“Why Doesn’t My Bread Rise?” – From Dough to Bread

That is probably the most common question asked by home cooks when making their first loaves of bread, it certainly was mine. The other I pondered were: “What is making the crust split and bulge? Why does the bread cook faster on one side?”

The baking attempts that lead to these queries are also the cause of budding and enthusiastic amateurs to give up early on.

Almost all cooks go through this in the beginning … including myself. In this series of posts, entitled “From Dough To Bread“, I share some of the tricks I have learned (and pitfalls I have dug myself out of) in baking a decent loaf of bread.

From Dough To Bread

When baked in a warm oven, dough is transformed into bread with two changes that occur at roughly the same time:

  1. Expansion and rise
  2. Formation of a crust

Okay, there is a lot more happening than this. For the current discussions though, we are focussing on these two aspects.

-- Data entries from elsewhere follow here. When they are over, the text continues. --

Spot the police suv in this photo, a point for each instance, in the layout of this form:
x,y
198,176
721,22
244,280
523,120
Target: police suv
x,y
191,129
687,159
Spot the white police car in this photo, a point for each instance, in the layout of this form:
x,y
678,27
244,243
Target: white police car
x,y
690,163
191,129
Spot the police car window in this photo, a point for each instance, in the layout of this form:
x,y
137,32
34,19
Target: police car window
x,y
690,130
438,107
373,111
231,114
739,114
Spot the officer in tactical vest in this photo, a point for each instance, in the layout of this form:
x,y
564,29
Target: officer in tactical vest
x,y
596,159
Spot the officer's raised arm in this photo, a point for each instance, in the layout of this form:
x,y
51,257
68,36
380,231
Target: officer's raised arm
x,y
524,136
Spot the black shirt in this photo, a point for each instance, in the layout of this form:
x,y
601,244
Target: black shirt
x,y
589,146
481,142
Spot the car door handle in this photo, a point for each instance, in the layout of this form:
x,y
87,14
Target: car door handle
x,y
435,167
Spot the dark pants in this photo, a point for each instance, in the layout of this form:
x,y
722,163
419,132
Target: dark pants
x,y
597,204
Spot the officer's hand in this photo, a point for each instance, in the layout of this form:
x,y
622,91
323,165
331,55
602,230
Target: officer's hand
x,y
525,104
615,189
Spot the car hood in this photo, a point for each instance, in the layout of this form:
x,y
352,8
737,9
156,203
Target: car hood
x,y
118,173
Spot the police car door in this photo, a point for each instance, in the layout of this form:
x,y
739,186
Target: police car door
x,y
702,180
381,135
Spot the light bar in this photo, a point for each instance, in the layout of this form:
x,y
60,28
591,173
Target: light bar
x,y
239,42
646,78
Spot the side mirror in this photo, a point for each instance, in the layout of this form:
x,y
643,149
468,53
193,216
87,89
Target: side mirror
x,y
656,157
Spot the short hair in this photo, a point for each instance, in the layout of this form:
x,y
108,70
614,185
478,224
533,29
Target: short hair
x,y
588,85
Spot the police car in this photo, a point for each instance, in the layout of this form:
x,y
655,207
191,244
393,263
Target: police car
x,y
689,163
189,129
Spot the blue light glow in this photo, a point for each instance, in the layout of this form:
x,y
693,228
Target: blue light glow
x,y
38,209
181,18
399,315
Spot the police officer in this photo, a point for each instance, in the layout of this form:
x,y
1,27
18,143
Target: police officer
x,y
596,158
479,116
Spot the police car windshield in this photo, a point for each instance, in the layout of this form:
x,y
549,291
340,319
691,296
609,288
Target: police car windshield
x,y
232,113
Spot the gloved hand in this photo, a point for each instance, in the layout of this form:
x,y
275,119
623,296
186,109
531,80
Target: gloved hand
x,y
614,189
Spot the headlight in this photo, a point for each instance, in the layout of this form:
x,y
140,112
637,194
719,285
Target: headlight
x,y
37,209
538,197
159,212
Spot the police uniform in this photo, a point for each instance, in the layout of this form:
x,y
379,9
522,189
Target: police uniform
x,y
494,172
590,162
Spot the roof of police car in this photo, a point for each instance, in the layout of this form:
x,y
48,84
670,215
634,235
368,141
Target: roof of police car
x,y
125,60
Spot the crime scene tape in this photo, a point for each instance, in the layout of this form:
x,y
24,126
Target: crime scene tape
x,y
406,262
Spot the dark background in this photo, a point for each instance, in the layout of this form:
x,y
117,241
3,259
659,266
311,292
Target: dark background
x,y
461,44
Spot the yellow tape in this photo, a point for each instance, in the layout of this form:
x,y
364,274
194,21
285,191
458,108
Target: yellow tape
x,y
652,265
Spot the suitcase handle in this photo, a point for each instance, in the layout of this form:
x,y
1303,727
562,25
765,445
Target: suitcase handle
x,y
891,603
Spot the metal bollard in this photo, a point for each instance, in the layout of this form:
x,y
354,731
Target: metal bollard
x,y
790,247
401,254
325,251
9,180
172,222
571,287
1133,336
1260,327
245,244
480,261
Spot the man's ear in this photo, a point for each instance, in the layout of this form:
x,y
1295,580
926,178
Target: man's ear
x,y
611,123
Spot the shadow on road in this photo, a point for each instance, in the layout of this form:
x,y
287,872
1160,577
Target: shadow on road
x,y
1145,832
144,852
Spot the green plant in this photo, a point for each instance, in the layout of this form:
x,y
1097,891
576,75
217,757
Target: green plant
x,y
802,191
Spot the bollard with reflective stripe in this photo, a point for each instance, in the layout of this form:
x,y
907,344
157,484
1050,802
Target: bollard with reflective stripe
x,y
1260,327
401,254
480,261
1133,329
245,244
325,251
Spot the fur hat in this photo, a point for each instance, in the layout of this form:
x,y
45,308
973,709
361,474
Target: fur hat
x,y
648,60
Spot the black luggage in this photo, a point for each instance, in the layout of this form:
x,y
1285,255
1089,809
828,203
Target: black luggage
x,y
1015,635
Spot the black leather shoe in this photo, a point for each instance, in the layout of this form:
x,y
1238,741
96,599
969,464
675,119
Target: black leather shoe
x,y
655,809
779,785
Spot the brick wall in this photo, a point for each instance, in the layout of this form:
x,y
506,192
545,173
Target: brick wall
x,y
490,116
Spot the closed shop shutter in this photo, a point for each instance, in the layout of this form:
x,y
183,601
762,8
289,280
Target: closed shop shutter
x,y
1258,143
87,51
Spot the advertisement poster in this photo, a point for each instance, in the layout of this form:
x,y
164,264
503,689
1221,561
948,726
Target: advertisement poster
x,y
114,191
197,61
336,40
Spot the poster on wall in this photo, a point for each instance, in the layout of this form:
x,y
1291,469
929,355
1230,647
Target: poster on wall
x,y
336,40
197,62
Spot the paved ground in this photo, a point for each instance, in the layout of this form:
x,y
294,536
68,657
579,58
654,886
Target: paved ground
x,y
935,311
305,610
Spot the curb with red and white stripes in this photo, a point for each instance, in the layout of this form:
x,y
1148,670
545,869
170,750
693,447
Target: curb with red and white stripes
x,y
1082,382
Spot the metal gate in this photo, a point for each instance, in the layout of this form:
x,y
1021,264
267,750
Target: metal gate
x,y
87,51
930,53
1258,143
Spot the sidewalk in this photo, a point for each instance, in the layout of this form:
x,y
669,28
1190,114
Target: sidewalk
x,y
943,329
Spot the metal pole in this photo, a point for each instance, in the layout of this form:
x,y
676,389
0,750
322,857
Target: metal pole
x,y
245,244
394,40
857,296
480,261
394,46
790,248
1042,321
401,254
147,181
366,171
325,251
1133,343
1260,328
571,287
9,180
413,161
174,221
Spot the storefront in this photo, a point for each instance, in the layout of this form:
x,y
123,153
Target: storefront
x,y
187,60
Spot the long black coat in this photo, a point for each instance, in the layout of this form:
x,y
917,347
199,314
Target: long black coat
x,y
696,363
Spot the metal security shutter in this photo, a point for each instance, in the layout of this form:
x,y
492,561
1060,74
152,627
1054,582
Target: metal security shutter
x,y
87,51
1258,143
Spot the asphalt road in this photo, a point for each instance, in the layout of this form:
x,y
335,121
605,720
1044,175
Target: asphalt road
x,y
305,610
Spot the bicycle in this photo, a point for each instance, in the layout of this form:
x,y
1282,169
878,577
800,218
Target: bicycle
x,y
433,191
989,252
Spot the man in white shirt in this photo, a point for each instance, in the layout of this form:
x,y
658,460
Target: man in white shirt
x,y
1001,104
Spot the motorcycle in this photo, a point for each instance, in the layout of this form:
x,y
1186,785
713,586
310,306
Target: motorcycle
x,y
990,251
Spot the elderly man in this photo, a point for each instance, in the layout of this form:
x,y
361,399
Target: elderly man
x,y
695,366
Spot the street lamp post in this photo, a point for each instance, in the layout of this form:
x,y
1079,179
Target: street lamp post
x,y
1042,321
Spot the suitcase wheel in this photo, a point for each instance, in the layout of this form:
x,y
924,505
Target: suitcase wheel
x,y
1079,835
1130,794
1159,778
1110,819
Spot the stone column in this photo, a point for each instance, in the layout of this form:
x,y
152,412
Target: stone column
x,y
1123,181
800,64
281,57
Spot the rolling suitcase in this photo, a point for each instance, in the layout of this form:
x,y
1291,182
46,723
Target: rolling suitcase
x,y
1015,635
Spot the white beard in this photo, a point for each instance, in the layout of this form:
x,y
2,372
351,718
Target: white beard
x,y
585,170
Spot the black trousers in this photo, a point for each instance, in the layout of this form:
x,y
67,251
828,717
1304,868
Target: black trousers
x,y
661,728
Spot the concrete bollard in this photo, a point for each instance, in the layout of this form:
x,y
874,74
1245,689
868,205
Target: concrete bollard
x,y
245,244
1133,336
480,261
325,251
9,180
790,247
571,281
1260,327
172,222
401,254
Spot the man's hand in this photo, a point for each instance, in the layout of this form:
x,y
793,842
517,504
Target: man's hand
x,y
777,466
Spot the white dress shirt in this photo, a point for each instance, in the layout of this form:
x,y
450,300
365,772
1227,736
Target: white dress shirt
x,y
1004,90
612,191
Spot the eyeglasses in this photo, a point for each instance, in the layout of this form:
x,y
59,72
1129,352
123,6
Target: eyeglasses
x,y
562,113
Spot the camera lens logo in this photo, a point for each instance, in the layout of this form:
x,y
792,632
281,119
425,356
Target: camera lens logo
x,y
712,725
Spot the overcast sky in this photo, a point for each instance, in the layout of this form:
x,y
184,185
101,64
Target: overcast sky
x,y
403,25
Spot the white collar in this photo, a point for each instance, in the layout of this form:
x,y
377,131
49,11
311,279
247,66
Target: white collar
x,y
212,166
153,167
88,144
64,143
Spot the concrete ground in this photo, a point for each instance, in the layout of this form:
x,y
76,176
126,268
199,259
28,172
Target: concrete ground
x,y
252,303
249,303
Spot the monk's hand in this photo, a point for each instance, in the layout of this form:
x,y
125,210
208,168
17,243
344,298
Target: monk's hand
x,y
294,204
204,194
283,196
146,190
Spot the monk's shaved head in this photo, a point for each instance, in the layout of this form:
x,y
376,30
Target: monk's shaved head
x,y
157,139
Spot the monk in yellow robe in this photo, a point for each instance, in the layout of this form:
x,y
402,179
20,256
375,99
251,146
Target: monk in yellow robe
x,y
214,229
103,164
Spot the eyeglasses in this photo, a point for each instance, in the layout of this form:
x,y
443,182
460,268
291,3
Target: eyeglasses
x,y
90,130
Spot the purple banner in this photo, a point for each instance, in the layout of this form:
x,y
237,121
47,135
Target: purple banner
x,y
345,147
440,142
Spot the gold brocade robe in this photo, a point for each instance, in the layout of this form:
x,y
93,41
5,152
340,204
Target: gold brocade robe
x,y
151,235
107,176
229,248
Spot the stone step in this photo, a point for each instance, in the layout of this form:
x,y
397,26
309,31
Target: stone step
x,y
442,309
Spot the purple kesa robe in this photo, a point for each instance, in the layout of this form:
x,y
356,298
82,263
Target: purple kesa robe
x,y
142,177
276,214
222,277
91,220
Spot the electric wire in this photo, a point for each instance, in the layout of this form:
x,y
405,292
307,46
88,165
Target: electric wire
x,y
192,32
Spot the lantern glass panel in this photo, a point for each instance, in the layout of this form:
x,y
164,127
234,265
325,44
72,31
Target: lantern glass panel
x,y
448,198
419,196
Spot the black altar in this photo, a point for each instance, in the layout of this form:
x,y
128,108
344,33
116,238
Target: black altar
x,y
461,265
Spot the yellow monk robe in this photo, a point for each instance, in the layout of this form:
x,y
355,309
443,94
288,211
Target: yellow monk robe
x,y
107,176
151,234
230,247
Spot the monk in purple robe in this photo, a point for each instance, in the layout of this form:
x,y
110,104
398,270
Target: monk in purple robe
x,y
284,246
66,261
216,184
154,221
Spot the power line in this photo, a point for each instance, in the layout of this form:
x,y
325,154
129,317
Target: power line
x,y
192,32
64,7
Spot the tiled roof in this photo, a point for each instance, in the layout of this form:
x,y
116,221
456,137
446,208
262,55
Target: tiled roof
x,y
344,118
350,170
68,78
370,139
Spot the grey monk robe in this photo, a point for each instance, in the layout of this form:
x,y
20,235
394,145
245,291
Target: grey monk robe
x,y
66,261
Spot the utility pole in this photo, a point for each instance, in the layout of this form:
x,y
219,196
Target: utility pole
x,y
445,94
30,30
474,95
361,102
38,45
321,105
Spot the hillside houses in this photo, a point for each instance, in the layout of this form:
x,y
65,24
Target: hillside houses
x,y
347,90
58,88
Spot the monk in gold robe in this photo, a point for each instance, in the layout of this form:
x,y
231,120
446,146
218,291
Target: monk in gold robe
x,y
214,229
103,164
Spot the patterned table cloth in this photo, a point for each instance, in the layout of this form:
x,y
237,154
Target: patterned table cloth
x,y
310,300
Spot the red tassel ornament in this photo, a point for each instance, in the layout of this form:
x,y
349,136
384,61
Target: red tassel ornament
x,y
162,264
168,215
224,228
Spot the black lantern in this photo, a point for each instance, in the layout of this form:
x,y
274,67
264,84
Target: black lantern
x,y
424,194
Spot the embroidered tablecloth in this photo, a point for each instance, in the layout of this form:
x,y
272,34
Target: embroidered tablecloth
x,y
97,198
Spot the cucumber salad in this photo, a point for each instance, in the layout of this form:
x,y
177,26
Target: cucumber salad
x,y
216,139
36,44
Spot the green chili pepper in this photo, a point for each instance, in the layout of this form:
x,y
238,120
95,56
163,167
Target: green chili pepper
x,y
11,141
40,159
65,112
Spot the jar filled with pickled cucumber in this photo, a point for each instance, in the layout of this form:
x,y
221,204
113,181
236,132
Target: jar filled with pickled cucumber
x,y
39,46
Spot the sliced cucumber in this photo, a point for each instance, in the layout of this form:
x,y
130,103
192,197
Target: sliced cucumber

To successfully bake a loaf of bread with an effective rise, light crumb and uniform, crunchy crust, it helps to understand how the dough rise and crust formation work together. Or, more accurately, don’t, unless actively encouraged to do so using a few simple techniques.

Scoring the Dough

Bloomer loaf with grooves from scoring the dough

Ever wondered why some loaves in bakeries or supermarkets have small grooves in the crust, for example a bloomer or a french loaf? These come from the baker scoring the dough with thin cuts before baking. It may seem that these are there to make the loaf look attractive. However, the real reason is that if the scores in the dough were not made during the baking process, the loaf would have the unattractive appearance of a minor bread explosion.

As dough becomes bread, the outer layer will change into a solid crust. At the same time that this impenetrable layer forms, the dough contained within will want to keep expanding for a period of time. Something has to give, and it will be the crust, at the weakest point.

Scoring the dough with shallow slashes defines where these weak points will be. The crust split is therefore controlled and the dough can rise safely and evenly. This leads to a pleasant-looking loaf of bread, instead of a volcanic dough eruption.

Bloomer loaf scored too deeply

The scoring takes place just prior to the dough going into the oven. The cut is made swiftly using a very sharp knife, aiming to cut approximately 1inch into the dough. Bakers sometimes use razor blades on the end of sticks, called lames. It can be done along the length or across the width. Cut too deep and the loaf can split rather badly, as can be seen in the picture of the bloomer loaf – the deep cut down the full length caused it to explode from the middle.

It is also important to pull the hand directly backwards when scoring. It’s all too easy to put pressure on the knife as it moves towards you, resulting in a deeper groove on one side of the loaf. It takes a few attempts to nail this.

So scoring grooves in the dough to regulate expansion is a first step. However, this is not normally enough. The crust can form too quickly and dry out, leading to cracking and splitting. What can prevent this happening and assist with getting a good rise? Moisture.